I normally wouldn’t touch an album of covers for all the tea in China. After all, where would I put it all, the logistics would be a nightmare. But more than that, I’m more about looking for the next musical thing rather than harking back to what has gone before. But Whole Lotta Love is the work of Renee Stahl and Jeremy Toback and so that is more than enough to make me throw my prejudices out of the window, caution to the wind and the album on the turntable. The latter only virtually. Obs!

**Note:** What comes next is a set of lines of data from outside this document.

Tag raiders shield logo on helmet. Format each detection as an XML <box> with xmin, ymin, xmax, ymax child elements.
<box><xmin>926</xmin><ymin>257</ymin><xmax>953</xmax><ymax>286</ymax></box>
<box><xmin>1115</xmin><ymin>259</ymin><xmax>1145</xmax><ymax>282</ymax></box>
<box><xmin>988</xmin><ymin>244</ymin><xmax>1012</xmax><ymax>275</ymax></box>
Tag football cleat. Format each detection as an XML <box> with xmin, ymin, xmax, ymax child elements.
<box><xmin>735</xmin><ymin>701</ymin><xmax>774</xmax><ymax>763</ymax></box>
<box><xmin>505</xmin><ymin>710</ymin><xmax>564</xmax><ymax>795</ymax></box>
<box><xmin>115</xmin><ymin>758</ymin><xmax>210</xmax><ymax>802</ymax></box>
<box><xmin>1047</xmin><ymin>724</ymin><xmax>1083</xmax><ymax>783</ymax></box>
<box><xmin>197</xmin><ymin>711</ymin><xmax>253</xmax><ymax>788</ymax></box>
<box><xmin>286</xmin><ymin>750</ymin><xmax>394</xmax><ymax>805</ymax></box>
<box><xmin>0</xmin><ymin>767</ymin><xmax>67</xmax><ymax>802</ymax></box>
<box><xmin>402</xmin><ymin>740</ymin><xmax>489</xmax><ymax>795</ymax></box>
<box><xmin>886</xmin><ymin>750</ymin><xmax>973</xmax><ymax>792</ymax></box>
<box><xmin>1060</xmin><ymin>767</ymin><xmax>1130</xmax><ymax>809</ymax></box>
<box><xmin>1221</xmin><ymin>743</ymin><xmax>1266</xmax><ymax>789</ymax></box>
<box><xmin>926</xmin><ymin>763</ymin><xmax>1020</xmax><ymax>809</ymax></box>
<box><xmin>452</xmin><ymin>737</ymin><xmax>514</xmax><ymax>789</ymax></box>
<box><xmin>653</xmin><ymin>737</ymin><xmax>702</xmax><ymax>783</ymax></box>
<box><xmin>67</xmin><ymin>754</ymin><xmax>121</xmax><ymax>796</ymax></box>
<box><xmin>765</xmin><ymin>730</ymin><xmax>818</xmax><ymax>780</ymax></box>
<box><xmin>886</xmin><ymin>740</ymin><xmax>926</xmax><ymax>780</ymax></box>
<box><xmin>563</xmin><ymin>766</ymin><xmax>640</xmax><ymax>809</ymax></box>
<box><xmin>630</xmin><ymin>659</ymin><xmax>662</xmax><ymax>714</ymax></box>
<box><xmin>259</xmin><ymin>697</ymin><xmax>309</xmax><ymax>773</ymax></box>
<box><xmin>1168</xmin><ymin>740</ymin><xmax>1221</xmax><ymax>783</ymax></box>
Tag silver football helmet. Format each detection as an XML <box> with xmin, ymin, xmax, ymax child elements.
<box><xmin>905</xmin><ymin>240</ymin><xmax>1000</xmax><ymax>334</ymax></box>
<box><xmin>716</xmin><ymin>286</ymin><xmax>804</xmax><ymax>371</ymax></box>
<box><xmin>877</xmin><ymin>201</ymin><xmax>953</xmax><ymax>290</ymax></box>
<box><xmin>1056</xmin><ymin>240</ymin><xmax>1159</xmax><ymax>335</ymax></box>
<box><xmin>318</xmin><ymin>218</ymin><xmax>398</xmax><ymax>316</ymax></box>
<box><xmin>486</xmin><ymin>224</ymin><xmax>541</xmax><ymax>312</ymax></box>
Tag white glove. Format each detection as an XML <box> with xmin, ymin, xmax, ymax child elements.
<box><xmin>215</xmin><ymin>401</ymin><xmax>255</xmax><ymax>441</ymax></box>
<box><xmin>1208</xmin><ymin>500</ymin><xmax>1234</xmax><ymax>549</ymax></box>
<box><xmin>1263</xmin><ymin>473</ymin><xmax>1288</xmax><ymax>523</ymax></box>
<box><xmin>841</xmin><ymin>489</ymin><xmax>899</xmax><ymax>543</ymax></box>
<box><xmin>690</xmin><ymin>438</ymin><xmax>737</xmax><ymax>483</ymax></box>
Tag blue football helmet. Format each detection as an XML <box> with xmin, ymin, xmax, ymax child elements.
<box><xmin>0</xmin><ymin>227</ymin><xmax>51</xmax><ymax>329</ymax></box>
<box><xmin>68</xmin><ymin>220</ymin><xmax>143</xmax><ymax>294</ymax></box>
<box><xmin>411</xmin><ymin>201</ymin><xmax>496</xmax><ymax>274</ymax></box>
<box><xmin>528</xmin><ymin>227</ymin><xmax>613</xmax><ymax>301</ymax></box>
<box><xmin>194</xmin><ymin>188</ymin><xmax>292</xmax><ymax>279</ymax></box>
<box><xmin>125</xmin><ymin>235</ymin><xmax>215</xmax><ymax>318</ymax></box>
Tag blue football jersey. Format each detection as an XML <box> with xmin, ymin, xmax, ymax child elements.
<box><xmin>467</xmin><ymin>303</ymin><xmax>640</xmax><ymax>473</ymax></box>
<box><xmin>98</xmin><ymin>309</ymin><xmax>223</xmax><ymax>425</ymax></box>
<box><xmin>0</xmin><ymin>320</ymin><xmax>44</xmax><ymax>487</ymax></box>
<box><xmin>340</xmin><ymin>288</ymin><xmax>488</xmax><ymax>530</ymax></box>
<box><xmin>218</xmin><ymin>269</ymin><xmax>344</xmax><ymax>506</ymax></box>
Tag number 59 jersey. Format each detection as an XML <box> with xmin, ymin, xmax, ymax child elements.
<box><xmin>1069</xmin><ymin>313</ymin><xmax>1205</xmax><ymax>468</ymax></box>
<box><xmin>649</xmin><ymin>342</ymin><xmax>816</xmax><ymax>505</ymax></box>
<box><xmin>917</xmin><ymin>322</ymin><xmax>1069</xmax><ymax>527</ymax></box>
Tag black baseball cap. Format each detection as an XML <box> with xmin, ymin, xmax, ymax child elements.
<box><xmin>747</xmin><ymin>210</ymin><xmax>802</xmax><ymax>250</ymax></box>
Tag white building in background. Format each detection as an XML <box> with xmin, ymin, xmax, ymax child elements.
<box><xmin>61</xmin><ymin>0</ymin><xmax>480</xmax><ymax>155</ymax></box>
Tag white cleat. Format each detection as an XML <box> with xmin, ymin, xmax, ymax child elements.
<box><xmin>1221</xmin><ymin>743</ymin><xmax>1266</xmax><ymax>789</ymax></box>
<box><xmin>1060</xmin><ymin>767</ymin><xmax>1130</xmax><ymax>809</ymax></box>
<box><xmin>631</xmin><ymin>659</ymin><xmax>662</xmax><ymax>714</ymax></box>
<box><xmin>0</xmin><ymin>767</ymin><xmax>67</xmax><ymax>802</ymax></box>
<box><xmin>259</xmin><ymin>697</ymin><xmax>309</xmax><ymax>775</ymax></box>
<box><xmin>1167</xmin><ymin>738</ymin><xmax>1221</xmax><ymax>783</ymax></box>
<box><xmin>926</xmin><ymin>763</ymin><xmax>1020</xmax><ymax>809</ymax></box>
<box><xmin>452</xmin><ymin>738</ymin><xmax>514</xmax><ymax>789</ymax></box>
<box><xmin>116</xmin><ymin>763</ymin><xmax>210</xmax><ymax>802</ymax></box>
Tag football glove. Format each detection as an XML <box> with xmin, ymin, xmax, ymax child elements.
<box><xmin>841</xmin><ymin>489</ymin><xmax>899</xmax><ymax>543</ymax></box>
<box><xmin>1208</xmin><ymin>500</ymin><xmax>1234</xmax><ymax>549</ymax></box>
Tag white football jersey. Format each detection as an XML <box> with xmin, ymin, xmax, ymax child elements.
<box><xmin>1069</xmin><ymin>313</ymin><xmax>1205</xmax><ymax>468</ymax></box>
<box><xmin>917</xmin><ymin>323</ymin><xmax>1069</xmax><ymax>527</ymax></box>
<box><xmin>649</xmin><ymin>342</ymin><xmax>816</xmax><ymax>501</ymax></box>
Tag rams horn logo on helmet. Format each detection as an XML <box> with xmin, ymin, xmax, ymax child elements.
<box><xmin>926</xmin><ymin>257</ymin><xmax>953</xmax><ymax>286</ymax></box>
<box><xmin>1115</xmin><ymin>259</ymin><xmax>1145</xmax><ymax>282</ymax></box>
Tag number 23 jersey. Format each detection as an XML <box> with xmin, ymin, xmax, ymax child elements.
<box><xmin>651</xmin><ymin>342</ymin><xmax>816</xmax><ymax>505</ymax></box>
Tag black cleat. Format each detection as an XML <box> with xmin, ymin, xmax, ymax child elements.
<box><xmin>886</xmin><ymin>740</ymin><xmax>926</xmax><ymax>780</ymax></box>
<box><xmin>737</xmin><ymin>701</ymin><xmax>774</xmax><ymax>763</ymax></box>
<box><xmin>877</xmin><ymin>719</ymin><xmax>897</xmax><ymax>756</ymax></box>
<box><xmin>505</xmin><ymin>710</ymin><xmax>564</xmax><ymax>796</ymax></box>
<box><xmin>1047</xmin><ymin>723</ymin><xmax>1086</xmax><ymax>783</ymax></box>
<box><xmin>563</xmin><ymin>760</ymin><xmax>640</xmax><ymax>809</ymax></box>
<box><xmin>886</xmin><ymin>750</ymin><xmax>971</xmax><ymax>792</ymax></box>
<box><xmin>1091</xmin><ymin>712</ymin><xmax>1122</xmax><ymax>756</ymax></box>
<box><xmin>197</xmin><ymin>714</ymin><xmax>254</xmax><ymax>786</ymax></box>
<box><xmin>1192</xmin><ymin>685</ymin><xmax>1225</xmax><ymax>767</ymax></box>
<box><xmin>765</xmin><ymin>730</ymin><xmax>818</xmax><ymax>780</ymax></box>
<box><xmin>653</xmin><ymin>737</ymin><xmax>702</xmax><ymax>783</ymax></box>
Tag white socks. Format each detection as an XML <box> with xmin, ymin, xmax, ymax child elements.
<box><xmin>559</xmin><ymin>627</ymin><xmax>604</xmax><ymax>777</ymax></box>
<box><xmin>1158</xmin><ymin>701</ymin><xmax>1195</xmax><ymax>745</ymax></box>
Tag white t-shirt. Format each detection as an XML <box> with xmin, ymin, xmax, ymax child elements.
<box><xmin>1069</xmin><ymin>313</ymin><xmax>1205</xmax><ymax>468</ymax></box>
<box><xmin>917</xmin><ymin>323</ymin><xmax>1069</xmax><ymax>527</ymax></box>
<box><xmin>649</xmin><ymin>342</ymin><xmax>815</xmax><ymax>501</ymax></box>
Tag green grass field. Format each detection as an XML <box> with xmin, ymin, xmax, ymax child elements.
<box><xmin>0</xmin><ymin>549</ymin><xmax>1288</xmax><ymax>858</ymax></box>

The problem with most covers is that no one wins. Either it stays too close to the original begging the question “what was the point,” or it goes too far into its own territory begging the question “what the hell?” It takes a deft foot to walk along that sweet spot between authenticity and adventure, between what was and what might have been. Thankfully, Renee and Jeremy have four of them. Feet that is.

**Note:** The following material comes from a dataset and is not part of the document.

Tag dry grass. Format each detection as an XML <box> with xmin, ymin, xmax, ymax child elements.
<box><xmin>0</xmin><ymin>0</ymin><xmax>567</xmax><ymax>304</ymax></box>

They have essentially taken a wealth of classic songs from across the spectrum, from classic rock to modern indie, from funky soul to alternative sounds, and reinvented them as understated whisper-folk meets ambient minimalism. The album as a whole leans into the idea that songs are never really finished, that they have more than one life to live. We, as listeners, get hooked on one version of a song because it is the original or the first one that we heard but that is just an account of what happened on the day of recording. Reinvention and evolution are the way forward, quite literally, and why shouldn’t bands take iconic songs and send them into sonic alternate worlds, why shouldn’t they write new endings to well know stories.

The title track takes Led Zeppelin’s hard and heavy, foot on the monitor, riff-o-rama and turns it into a whispy, hip, and indeed hippieish, folk thread, “Sweet Child O’ Mine”, the Gun’s and Roses staple, strips the testosterone and bombast from the song and redelivers it as a loving lullaby.

But it isn’t just hard rock numbers that get the makeover, although the contrasts between the original and the re-imagination are perhaps the starkest in those cases. George Harrison’s gorgeous “Here Comes The Sun” is basically optimism reduced to a sparse and simple strum, The Pixies depressing, nostalgic and slightly upbeat “Where Is My Mind?” becomes a soft and sensitive piece of quirky alt-folk, and “Roam” sees The B52’s recast as The Mamas and The Papas at half-volume, half-speed and with half the vocalists.

Some people produce covers of songs because they merely want to ride the coattails of those bands who have gone before, associate themselves with past glories. It takes a brave person to take such well-known songs and offer new takes. Thankfully Renee & Jeremy are brave people and the world is a better place for them playing the covers card. And, that is probably the first time I have ever heaped such high praise on such an album.